Air Saxophone is a useful tool to let your fingers get a workout without having to worry about embouchure and posture. You can play scales, runs, licks, tunes by using your fingers to make the correct shapes without a saxophone. When you're doing this make sure your finger movements are spot on. No BIG movements. For example: Take three notes: B A G. "Play" B A G over and over with 123 of your left hand, carefully and steadily build up the speed getting those tendons used to playing quickly. Once you have that nailed move to other Saxophone movements how about D --> F# ---> Palm Key D? Play any movements that you find particularly tricky. It's all easy on air saxophone!
3. Improvisation, Singing and you
Singing? No way, that's why I took up Saxophone!
You don't need to be Frank Sinatra to have a go at singing and you don't need an instrument to try out an improvisation. Take a backing track with you in the car, stick it in the CD player and start whistling, singing or thinking the ideal head(main tune) and improvisation. Many jazz courses get students to sing their improvisations before playing them on their Saxophone. You should jump on this proven method too. The trick to this is remembering what you actually sang that worked and then trying to imitate that on to the saxophone when it is to hand. Of course, you don't need to use a backing track you could try singing either a harmony line to an existing song or improvised fills between lines. There's no difference between doing it with your voice or via your Saxophone, well, there shouldn't be ;)
4. Theoretically Speaking
Dig out those mnemonics and start (re)learning your major scales, after all they are the pathway to all things modal and improvisational supremacy!
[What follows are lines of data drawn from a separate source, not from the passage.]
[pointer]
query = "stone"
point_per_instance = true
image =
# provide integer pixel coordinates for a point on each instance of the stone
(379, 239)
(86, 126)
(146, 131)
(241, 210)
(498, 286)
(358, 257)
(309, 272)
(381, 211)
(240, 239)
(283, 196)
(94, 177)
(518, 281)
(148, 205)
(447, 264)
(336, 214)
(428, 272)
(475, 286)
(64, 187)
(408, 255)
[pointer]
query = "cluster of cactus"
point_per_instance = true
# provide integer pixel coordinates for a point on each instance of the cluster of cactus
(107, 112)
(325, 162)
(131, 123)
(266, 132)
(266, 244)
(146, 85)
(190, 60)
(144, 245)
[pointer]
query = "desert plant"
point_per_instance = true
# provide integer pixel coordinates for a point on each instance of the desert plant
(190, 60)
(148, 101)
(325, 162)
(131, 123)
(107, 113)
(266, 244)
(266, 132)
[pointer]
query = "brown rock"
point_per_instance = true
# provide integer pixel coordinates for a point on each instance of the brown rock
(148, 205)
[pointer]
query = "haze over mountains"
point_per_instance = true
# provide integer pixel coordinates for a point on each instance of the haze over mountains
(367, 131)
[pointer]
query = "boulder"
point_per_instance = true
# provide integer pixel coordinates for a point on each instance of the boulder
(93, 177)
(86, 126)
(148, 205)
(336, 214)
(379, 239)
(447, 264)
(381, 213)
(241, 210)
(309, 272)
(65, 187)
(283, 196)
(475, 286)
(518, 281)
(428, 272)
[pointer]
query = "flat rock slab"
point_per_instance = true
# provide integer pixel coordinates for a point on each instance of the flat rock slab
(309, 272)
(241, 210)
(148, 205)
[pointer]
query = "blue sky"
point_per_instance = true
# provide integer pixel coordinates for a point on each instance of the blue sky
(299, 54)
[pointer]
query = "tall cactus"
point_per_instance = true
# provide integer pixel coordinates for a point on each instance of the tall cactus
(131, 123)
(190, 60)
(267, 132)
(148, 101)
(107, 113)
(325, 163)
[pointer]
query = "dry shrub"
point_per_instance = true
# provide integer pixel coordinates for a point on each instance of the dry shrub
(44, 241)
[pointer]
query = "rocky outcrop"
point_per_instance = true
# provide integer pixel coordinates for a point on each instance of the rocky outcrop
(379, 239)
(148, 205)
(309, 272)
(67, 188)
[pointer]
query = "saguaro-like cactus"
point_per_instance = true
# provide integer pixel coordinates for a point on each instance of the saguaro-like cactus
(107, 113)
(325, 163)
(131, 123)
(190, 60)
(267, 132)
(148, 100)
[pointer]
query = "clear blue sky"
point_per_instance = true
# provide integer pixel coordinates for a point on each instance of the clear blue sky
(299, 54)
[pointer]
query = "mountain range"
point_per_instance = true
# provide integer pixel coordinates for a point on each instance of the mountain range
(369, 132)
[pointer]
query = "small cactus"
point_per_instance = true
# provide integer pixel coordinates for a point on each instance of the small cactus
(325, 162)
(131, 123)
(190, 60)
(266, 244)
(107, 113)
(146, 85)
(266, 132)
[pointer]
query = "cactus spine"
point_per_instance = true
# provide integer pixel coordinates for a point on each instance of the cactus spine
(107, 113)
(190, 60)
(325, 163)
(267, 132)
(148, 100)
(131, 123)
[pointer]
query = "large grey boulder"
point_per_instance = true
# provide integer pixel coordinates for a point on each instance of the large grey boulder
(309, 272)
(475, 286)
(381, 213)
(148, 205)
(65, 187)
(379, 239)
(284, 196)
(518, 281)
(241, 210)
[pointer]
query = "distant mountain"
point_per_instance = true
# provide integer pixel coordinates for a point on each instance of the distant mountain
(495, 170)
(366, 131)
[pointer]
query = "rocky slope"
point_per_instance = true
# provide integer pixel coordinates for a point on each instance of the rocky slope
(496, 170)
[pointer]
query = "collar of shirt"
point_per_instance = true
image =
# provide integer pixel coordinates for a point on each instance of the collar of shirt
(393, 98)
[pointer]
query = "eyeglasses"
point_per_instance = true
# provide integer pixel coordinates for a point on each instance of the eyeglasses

To remember the major scales I teach the following mnemonics:
|Charles - C Major - No # or b's||Flat Major Scales|
|Goes - G Major - F#||Farm - F Maj - Bb|
|Down - D Major - F# C#||Boy - Bb Maj - Bb Eb|
|And - A Maj - F# C# G#||Eats - Eb Maj - Bb Eb Ab|
|Ends - E Maj - F# C# G# D#||Apple - Ab Maj - Bb Eb Ab Db|
|Battle - B Maj - F# C# G# D# A#||During - Db Maj - Bb Eb Ab Db Gb|
|For - F# Maj - F# C# G# D# A# E#||Good - Gb Maj - Bb Eb Ab Db Gb Cb|
|Country - C# Maj - F# C# G# D# A# E# B#||Christmas - Cb Maj - Bb Eb Ab Db Gb Cb Fb|
Start with a closed fist: Charles (C major - No #s or b's), Count on thumb (1# - Goes --> F#) and take this concept out and about with you, you'll soon have nailed all of your sharp and flat scales. You could then combine this with air saxophone and practise them while waiting in the queue at your local supermarket :-)
To remember the order of the seven sharps found in key signatures remember this: Father(F#) Charles, Goes, Down, And , Ends, Battle
To Remember the order of the seven flats found in key signatures : Boy(Bb), Eats, Apple, During, Good, Christmas, Festivities
5. Note Reading / Memory Skills
Feeling like you have a little musical dyslexia? No problem, I have a sure fire solution to your notation reading woes.
In order to improve your note reading and memory, I like to use the hand staff. Take your left hand so that your palm is facing you and rotate your hand so that your fingers are horizontal. Spread your fingers and "Hey Presto!" you have a perfectly workable Musical Stave. Your little finger(Pinky) is the bottom line and then each of the fingers and gaps between them represents each of the musical lines and spaces.
From lowest to highest the treble clef lines are: E(very) G(ood) B(oy) D(eserves) F(ruit)
And to learn the spaces: F (space between little finger and ring finger) A, C, E --> FACE.
Have a look at your hand and imagine a note head bouncing around there. Get used to reading the notes from your hand and you'll be sight reading like a pro in no time.
Although, these methods aren't a replacement for real practise (Why would they? Playing Saxophone is so much more FUN!!) they are useful for maintaining steady improvement even when you don't have time.
Do you have any of your own ways or learning the major scales?
Do you have any other ways you practise when you don't have a sax to hand? I'd love to hear them.